Trening > Maraton i półmaraton > Trening > Plany treningowe > Trening > Teoria treningu > Trening
Periodyzacja treningu biegowego, czyli planowanie formy
Rys. Krzysztof Dołęgowski
Sztuka periodyzacji treningu to umiejętne sterowanie swoją formą tak, by w dniu „0 ” być w najwyższej dyspozycji. Organizm ludzki jest w stanie być w szczytowej formie tylko przez kilkanaście dni. Jak zaplanować przygotowania by trafić w ten moment?
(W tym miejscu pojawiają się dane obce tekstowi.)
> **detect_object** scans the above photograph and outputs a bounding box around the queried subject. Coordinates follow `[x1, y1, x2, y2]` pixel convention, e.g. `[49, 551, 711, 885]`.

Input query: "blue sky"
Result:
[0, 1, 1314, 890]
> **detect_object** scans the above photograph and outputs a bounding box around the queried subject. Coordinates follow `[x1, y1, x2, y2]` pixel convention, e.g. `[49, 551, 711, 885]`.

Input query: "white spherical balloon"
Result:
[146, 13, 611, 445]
Wielu biegaczy decyduje się tylko na krótkotrwałe plany startowo-treningowe, nie myśląc długofalowo. Jednak dla tych, którzy chcą świadomie sterować swoimi biegowymi pasjami, planowanie jest kluczową składową przyszłych sukcesów! Im wyższy poziom sportowy, im wyższy staż biegowy, im wyższe ambicje sportowe – tym większe znaczenie skutecznego planowania „strategicznego”. Osiągniecie sukcesu w danym starcie, w określonym dniu, a nawet o określonej godzinie – to wielka sztuka. Trzeba być w formie np. w niedzielę 24 kwietnia. Forma tydzień wcześniej lub tydzień później już nikogo nie interesuje. Świadome sterowanie swoją formą sportową ma bardzo duże znaczenie. Pomóc w tym może tzw. periodyzacja treningu.
Szczyt
Sztuka periodyzacji treningu to umiejętne sterowanie poziomem swoje formy psychofizycznej tak, by w dniu „0 ” być w najwyższej dyspozycji. Organizm ludzki – jak dowodzą obserwacje i badania fizjologiczne – jest w stanie być w szczytowej formie tylko przez kilkanaście dni. Potem poziom wszystkich składników formy obniża się. Poprzez świadome sterowanie możemy jednak osiągnąć maksymalną dyspozycję w zaplanowanym przez nas dniu. Zawodnicy uprawiający zawodowo bieganie wraz ze swoimi trenerami, poprzez lata doświadczeń skutecznie opanowali tą sztukę. Proponujemy zatem naszym amatorom i pasjonatom biegania częściowe wykorzystanie tej wiedzy i próbę „pokierowania” swoja formą.
Zmiany
Dla w miarę regularnie trenującego amatora przygotowującego się do startu – kilkunastotygodniowy, sensownie zaplanowany okres przygotowawczy jest wystarczający by osiągnąć zadowalający wynik. Pierwszą sprawą jest wybranie odpowiedniego startu. Musimy to zrobić co najmniej na kilka miesięcy naprzód. A później tylko świadomie realizować poszczególne etapy. Periodyzacja może nam pomóc w realizacji treningów. W dużym uproszczeniu trening to bodziec, który ma początku obniża poziom naszych reakcji fizjologicznych by później wznieś je na wyższy stopień. Gdy stosujemy stale te same bodźce – z czasem nie są one już tak „trenujące” i skuteczne. Warto więc stosować metody – gdzie poziom obciążenia i struktura treningów różni się dość znacznie. To najekonomiczniejszy ze sposobów osiągnięcia formy sportowej. Dróg do osiągnięcia celu jest wiele. Wiele szkół, metod, trenerów na różny sposób trenujących swoich podopiecznych – a jednak z sukcesami. Bo nie da się precyzyjnie określić, która droga jest dobra – wszystkie są dobre! Ale trzeba się na jedną zdecydować i jeśli konsekwentnie będziemy się jej trzymać – to mamy dużą szansę na końcowy sukces.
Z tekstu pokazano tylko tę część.